そして、私たちは可能的なものが《全体》を成す/成さないという2つの仮説から、後者を選択する。なぜなら、後者の選択肢において我々は理性が我々に示す法則の偶然性を認めることが出来、また前者の選択肢の持つ(なぜ安定的であるかという)謎に惑わされずに済むからだ。こうして私たちはヒュームの問題を解決し、それによって事実論性の原理に全面的に同意するための本質的な障害を取り除いた。-そして道中我々は、カントの超越論的な反論を、今や詭弁の一つとして退けたのだった。
語源
「偶然の巡り合わせhasard」(アラビア語のaz-zahr)という語と、「偶然的・確率的aleatoire」(ラテン語のalea)という語は、共に「サイコロ」「サイコロの投擲」「サイコロ賭博」という語源を持つ。2つの概念はどちらも賭博(遊戯性)と計算(可能なものの全体化と、唯一の真面目なものとしての確率計算)というテーマを呼び寄せる。
対して偶然性(contingence)という語は、ラテン語のcontingereすなわち「到来する」という語を語源に持つ。到来するのは何であるか、何に対してか。私達に対して(それほどの十分性を持って)偶然性が到来するのである。それは確率計算によっては数え上げられなかった冪集合であり、これが私たちの虚しい賭けに終止符を打つのだ。そして、この事体の肝要な点は-それが『存在と出来事』を導く直感を成していたのだが-計算も賭けも出来ない出来事についての最も強力な思考は、それでもなお数学的であって、詩的でも宗教的でもないということなのだ。
事実論的歩みの一般的意味
今や我々は、私たちのプロジェクトを次のように定式化出来る-私たちは、形而上学的な諸問題の現代的な解消dissolutionを、同じそれらの非-相関的な沈殿precipitationによって代えようとしている。この意味を説明しよう。
現代の哲学者たちの多くはヒュームの問題or「なぜ何かがあるのであって無ではないのか」を前にして何をするか。哲学者たちは問題を解消しようとする。つまり、その問は提起されてさえいない虚しい「偽問題」であって、いかなる謎めいたところもない、と説得しにくる。そして、彼らの関心はそうした偽問題の言語的・歴史的な源泉、いかにして「偽問題」が提起可能であったかを知ることなのである。

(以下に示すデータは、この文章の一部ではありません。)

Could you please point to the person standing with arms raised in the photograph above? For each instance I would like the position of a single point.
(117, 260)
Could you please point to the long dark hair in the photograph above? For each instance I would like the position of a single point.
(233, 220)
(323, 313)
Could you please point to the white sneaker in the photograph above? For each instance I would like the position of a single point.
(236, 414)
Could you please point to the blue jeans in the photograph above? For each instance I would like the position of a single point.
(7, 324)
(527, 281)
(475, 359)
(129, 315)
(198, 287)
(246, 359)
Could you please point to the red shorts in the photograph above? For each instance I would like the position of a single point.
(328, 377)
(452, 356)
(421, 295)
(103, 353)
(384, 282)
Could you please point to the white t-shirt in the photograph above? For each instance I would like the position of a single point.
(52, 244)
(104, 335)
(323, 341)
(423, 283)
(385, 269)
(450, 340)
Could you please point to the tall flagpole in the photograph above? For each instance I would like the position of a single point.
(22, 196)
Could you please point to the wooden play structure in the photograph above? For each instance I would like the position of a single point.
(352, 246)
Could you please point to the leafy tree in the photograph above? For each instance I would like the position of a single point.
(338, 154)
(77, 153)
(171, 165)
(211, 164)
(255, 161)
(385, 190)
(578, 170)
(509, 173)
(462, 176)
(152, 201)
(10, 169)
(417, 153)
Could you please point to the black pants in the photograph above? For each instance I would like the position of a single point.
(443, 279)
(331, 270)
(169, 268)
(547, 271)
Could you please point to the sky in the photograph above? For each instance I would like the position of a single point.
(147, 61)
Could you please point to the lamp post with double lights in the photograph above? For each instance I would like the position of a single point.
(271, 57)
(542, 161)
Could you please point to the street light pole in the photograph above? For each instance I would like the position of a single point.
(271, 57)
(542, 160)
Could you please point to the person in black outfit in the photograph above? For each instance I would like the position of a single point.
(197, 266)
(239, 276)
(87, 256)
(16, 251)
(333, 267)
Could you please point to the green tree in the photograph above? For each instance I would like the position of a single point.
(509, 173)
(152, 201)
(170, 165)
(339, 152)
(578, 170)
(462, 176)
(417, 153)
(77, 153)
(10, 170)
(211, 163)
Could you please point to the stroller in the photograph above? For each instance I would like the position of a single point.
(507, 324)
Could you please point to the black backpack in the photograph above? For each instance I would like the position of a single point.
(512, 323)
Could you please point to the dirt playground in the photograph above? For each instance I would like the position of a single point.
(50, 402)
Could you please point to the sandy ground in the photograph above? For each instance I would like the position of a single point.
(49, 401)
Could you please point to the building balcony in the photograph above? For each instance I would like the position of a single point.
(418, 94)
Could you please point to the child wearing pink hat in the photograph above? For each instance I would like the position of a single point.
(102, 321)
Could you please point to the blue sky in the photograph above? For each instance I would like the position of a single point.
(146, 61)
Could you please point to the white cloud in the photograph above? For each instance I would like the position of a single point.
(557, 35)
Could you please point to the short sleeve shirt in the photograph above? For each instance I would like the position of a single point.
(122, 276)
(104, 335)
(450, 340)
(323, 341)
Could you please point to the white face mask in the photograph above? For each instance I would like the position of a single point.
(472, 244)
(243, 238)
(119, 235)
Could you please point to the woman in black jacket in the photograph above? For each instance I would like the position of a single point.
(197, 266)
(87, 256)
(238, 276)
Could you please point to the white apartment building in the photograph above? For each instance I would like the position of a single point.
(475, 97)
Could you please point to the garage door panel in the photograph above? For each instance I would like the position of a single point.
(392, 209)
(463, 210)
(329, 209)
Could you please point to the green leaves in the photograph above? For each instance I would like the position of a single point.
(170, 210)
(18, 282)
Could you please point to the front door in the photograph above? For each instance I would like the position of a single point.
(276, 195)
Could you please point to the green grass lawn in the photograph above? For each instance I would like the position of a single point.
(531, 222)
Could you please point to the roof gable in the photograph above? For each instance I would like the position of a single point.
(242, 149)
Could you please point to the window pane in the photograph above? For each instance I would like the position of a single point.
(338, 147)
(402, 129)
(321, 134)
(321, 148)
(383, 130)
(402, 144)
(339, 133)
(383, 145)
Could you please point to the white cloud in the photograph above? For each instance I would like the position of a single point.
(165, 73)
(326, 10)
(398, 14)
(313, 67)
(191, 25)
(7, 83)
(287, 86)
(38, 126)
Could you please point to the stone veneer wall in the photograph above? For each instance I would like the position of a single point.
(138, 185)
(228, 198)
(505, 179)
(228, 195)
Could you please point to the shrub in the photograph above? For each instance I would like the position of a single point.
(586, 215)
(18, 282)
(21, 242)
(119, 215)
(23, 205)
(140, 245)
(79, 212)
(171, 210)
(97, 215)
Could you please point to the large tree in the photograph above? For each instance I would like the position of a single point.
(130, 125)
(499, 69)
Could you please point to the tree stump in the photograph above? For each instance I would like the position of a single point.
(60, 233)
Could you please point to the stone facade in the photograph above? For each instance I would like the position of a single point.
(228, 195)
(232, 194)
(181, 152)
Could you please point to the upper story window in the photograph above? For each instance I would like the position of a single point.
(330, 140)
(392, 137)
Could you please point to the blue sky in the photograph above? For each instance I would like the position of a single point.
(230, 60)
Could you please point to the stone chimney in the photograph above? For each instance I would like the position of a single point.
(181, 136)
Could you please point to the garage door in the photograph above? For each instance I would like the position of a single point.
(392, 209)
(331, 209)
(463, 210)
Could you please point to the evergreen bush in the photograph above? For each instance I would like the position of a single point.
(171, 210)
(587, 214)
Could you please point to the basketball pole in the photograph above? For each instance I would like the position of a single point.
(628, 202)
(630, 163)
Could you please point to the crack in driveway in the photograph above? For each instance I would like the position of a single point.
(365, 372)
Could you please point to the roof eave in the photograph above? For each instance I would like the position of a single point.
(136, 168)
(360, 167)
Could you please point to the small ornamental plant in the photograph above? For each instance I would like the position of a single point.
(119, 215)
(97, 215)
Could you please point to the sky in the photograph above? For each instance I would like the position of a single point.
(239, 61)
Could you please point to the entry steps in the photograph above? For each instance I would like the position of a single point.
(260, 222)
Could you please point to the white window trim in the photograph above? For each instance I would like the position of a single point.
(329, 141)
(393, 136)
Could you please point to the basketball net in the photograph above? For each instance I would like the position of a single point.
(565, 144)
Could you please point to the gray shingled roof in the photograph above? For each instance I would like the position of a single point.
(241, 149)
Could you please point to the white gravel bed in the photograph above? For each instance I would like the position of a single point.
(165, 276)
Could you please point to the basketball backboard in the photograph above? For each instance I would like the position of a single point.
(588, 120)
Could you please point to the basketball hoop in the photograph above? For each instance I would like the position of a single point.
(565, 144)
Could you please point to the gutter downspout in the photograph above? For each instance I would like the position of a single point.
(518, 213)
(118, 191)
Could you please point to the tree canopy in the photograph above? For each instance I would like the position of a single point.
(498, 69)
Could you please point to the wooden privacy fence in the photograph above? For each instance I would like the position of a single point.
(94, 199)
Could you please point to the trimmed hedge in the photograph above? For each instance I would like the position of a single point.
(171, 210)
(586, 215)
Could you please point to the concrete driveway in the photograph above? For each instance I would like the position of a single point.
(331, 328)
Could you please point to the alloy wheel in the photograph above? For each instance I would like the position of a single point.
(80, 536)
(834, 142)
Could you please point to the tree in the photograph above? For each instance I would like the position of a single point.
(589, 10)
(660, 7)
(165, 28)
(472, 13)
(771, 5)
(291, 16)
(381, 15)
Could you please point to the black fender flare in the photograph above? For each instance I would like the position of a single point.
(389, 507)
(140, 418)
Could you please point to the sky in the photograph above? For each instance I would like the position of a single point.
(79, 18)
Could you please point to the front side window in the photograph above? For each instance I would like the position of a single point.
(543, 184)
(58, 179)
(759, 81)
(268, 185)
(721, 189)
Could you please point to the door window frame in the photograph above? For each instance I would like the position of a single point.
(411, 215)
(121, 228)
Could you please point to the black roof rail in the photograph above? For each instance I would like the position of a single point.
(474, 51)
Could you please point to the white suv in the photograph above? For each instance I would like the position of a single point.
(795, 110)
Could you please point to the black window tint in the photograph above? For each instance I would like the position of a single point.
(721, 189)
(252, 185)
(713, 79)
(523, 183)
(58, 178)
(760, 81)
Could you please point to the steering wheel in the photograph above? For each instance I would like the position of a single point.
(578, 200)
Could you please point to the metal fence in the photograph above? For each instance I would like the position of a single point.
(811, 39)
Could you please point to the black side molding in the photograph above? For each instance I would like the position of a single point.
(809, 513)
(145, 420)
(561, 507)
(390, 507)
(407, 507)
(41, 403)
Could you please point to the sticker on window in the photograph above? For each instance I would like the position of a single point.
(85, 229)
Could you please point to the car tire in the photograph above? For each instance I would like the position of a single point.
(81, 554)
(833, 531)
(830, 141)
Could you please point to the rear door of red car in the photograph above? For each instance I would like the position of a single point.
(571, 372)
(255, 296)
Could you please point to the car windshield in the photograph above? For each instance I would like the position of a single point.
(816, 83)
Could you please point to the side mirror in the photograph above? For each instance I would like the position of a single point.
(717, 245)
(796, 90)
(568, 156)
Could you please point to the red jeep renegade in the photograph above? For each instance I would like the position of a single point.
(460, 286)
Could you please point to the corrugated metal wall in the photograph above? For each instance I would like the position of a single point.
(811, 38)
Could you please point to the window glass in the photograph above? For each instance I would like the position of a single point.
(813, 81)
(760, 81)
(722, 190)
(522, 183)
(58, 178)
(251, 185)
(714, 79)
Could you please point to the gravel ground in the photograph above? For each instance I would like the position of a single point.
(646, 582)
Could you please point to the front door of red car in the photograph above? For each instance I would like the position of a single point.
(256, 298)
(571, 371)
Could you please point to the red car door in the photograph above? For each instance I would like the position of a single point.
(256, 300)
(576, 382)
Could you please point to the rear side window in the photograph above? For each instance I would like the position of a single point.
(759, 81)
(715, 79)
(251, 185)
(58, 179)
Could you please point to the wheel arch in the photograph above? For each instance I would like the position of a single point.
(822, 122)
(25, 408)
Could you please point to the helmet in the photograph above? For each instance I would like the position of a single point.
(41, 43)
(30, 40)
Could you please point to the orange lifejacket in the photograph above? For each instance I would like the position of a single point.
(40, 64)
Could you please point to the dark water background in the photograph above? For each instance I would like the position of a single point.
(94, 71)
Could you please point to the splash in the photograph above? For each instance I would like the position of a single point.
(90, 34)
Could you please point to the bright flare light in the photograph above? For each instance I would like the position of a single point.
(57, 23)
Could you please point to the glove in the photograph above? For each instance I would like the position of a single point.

形而上学の終焉は、今尚この手の解体と同一視されている。しかし今や私たちは、形而上学的問題は解決(本文では解消と書いてあるが、解決が正しいと思われる)不可であるという信念は、理由律に対する永続化された信念の結果でしかないと理解している。なぜなら〈思弁とは現にこのようにある存在がそうであるための最後の理由を発見することである〉と信じ続けている者のみが、〈形而上学的問題はいかなる解決の希望も与えない〉と信じているからである。形而上学的問題を回答することの本質は、必然的理由を発見することであると信じているもののみが、その問題が決して回答を受け入れない事の本質は、必然的理由を発見することである、と信じている者のみが、その問題が決して回答を受け入れないことを見積もれる(現代的解消を行える)のであり、かつその権利を持つのだ。今や思考の限界をめぐる言説は、形而上学を否認しつつ保持することmainten denieから来るのだと知っている。従って、私たちにとって、形而上学の真の終焉は、古来の問の沈殿物を解消から救い出すこと、非理由律(沈殿物)に思考の正当性を与える企てとともに姿を現すのだ。というのも、理由律を放棄し、非理由を正当化することで、形而上学の問題を解決し、形而上学は、本質的に、その公準(必然的理由の発見)を取り去らなければ回答できない問を生産し続けるものであったと理解できるからだ。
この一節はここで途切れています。